Realistic Projects

Projects can be impacted by many factors that can make them quickly turn sour, so how do we mitigate the inherent risks in major projects, which are by their nature complex, requiring multiple stakeholders, perfectly aligned schedules, good luck with the weather and a myriad of other factors all turning out positively? ​​

Based on our experience of supporting the planning, scheduling, costing and risk allocation of projects from across Australia, here are the key things we believe a project needs in order to progress successfully. ​​

Project Need – It seems obvious, but there has to be a genuine need for a project. The need may be immediate, in the short term or as a result of growth and future requirements, but there has to be a clear need for the project. 

Ideally, the need addresses a specific issue facing the community. Take, for example, the Bruce Highway and the plans to improve safety. This project was critical due to Queensland’s major highway being unfit for purpose in many locations with single-lane traffic, numerous bottlenecks, the highway passing through townships, and multiple other perceived and real safety concerns. 

When there is a genuine need for a project, then it is more likely to proceed to a successful delivery, at a faster rate and with the support of the community and stakeholders. This aligns political will and ensures access to funding across multiple tiers of government and translates into approvals, business cases and project funding progressing. 

Civil Project Partners were proud to be part of the Gin-Gin to Benarby cost estimate – read more about the project here.​​

Political Alignment – In an ideal world, politics and infrastructure do not mix and should not be used as a battleground or pork-barreling exercise at election time. Contrast the speed at which the Coomera Connector is developing with by-and-large bipartisan political support with the 15-year development time and political shifting that undermined the original Cross River Rail concept or even the slow approvals and delays associated with Inland Rail.  

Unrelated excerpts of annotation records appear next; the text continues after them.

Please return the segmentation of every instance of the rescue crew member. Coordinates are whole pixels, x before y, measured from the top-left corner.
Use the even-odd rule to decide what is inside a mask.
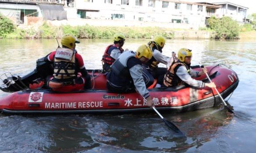
[[[157,79],[156,88],[161,86],[163,78],[167,71],[167,68],[159,68],[158,65],[163,63],[168,65],[169,58],[163,55],[162,49],[165,46],[165,40],[160,35],[156,36],[153,41],[150,41],[148,44],[153,52],[153,57],[144,66],[152,74],[154,78]]]
[[[108,89],[120,93],[133,92],[136,90],[146,99],[147,105],[151,107],[152,101],[147,89],[151,85],[147,81],[148,76],[146,76],[150,74],[143,73],[142,64],[147,62],[152,56],[152,51],[147,44],[140,46],[136,53],[126,51],[121,54],[107,75]]]
[[[198,77],[207,72],[207,69],[202,68],[199,71],[190,68],[192,53],[191,50],[182,48],[178,53],[178,60],[174,61],[168,69],[164,78],[164,85],[165,87],[179,85],[183,83],[192,86],[203,88],[216,87],[214,82],[204,83],[202,81],[196,80],[192,77]]]
[[[62,48],[59,47],[47,56],[53,63],[53,76],[48,82],[53,90],[69,92],[91,88],[91,77],[82,56],[75,49],[76,43],[79,43],[74,36],[65,35],[61,38]]]
[[[122,54],[123,50],[122,48],[125,41],[124,35],[120,33],[114,35],[114,44],[107,47],[102,61],[103,64],[103,72],[109,71],[110,66]]]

Ideally, a congruence between government and opposition parties helps a project to meet less interference and fewer changes in scope, design or delivery, something which gives certainty to industry, stakeholders and the community. Civil Project Partners assisted the D&C consortium during the recent ECI procurement process, read more about the project here.​​

Early Work Is Vital – There is power in planning and risk management with thorough technical investigations into geotech, PUP and the environment. When risks are properly investigated and clearly understood, they have a better chance of being managed successfully. For example, the Coomera Connector had extensive geotechnical, PUP and sensitive issues that were encountered along the route, TMR shared all the previous study information, which enabled the most optimum D&C solution to be applied. Read more about this project here.​​

Investing in Design – A well-resourced design process aligned to clear goals and project outcomes is an efficient design process. Projects often feel like they are progressing at a snail’s pace when the design process is hit with change after change. When the whole process from Business Case to Detailed Design stage occurs with no skips or repeats, then momentum builds and helps projects progress. Civil Project Partners have been involved in various forms of the Caboolture-Bribie Island Road, different sections, whole and part, from Options (2018) through to Business Case (2019), and then repeated Business Case and moved on to Preliminary Design and Detailed Design (2022). Bit of an example of a drawn-out process. ​​

Getting the Scope Right – In times of challenging resources, long-procurement schedules and a highly competitive market for people and materials, getting the scope right makes a huge difference. But that is only the first stage; getting the scope right and aligning all parties to work toward that scope is vital, with collaboration between the client, designer, contractor and the supply chain being a utopian state that would ensure smoother project development.   For example, Civil Project Partners collaborated closely with the designers at GHD on the Rookwood Weir project.  We completed the detailed business case bill of quantities and pricing, working together to ensure the scope was fully covered and suitable for access and understanding by potential project bidders. Read more about this project here.​​

Delivery model matches risk profile – Nobody goes into the construction and infrastructure industry because they have a love of an adversarial process where, in some instances, lawyers and the courts determine whether parties make money or incur massive losses 

Contract mechanisms have typically been adversarial, focussed on penalties rather than rewards and this has ensured that risk is not fairly apportioned, it is often passed from the client to the contractor and then offloaded through the supply chain. Moves to more collaborative contracting models with share risk and reward are desirable and the moves being made in Queensland to fairly apportion risk and increase collaboration are welcomed as well as moves to allow contracts to adjust to counter spikes in material costs. TMR has provided an Annexure E to the TIC-CO contracts to address increase in supply costs. BCC has also followed suit with an Annexure to the contract to manage the increase in fuel and bitumen costs. ​​

A Competitive Market – The perfect environment for project success is a competitive market with a healthy industry supported by a robust supply chain. For clients, this ensures that there are multiple entities prepared to tender and deliver projects, ensures robust and fair pricing and creates innovation through the need to consider new ways to design and deliver projects in order to stand out from the competition. 

With a healthy market, investment in people, skills and technologies are possible as contractors make their margin and if this can be aligned to a robust pipeline of work that enables all parties to share the benefits of a successful project.  CPP recently assisted a contractor on Disaster Recovery Funding Arrangements (DRFA) cost estimate for a tender, with only two tenderers.